AfDB: Ending malnutrition to boost the brainpower and spur economic growth in Africa
OREANDA-NEWS. “The greatest contributor to economic growth is not physical infrastructure, but brainpower, or ‘gray matter infrastructure’”, says Akinwumi Adesina, President of the African Development Bank. Malnourished children do not feed their brains or bodies, and “stunted children today leads to stunted economies tomorrow”, he said Saturday in Washington during an event on global nutrition organised by the Bill and Melinda Gates Foundation.
Fifty-eight million children in Africa under the age of five are too short for their age; and 14 million weigh too little for their height. UNICEF has estimated the annual cost of under-nutrition in Sub-Saharan Africa at US $25 billion.

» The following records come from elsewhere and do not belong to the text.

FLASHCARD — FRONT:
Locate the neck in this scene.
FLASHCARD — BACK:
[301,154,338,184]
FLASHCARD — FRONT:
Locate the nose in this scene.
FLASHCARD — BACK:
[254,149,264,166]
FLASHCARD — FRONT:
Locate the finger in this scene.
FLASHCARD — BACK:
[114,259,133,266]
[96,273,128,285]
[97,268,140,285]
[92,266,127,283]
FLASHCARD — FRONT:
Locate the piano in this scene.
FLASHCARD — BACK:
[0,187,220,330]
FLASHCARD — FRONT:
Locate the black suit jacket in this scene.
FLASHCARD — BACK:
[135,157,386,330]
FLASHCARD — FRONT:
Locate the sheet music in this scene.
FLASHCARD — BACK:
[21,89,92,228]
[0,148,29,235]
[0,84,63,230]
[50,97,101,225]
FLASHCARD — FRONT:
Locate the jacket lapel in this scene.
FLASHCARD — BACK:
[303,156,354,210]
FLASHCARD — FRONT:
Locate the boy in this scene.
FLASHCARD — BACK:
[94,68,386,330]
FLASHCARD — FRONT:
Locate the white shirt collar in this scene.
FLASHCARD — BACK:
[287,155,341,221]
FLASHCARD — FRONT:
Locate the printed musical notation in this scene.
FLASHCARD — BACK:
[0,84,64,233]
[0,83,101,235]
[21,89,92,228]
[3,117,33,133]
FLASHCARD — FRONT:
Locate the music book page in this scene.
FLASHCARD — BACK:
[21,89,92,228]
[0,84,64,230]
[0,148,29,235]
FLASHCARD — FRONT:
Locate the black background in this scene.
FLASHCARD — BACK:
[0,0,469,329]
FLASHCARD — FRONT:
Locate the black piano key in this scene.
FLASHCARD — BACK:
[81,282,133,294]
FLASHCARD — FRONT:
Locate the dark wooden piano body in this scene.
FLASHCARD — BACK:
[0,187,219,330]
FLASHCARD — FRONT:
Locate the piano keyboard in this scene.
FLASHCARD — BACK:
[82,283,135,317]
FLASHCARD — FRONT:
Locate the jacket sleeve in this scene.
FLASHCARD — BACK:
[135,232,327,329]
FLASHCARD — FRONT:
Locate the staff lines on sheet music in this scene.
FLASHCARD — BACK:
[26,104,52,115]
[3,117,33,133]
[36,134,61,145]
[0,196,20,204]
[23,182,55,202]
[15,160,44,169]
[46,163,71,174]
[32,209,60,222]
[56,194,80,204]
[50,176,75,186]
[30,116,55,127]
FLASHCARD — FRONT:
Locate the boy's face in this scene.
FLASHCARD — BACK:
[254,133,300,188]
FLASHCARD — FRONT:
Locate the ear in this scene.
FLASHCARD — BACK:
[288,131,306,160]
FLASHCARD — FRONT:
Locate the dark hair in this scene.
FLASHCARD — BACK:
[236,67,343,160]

Adesina’s address set out the ways in which the African Development Bank is addressing Africa’s nutrition challenge. First, he said, it will launch a new strategy to ‘Feed Africa’, and turn a net food-importing continent into a self-sufficient food exporter within 10 years. Feeding children needs to be accompanied by supporting their mothers, he said. To address this, the Bank is launching the Affirmative Finance Action for Women to leverage US $3 billion specifically for women in Africa. It will also use its 2016 Annual Meetings (Lusaka, May 23-27) as a platform for the group of African Leaders for Nutrition to call for innovative and effective financing approaches to end malnutrition. “Note that I say ‘end’ malnutrition, not ‘reduce’ it”, he said.
“Now more than ever is the time invest in nutrition”, said Keith Hansen of the World Bank. If the world is to meet the six targets set out by the World Health Organization in 2012, the World Bank calculates that it need to spend US $7 billion a year for 10 years. “That is a fraction of what it currently spends on things like subsidies for farmers”, Hansen said. “Our current spending on nutrition amounts to just half of one penny in every dollar.”

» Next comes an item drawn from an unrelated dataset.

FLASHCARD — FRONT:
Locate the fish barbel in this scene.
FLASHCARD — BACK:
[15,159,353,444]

Adesina expanded on the idea of financing the fight against malnutrition, floating the idea of issuing nutrition social bonds. He stressed the importance of Health Ministers having the support of their Finance Ministers. He recalled his time as Minister of Agriculture for Nigeria. “I am not asking you [the Finance Minister] for more money for agriculture”, he had said. “I am in fact promising you more money from agriculture, if we turn it into agribusiness.” (The country leveraged US $5.66 billion for the agriculture sector, 2013-2015.)
He also underscored the importance of using mobile technology to get food – and information about food – to women, and stressed the need for Africa to scale up its use of bio-fortified foods. Ninety-five per cent of these are currently imported, while the raw materials to create them, not least sorghum, are plentiful. “Again, Africa will manage its own development”, Adesina said.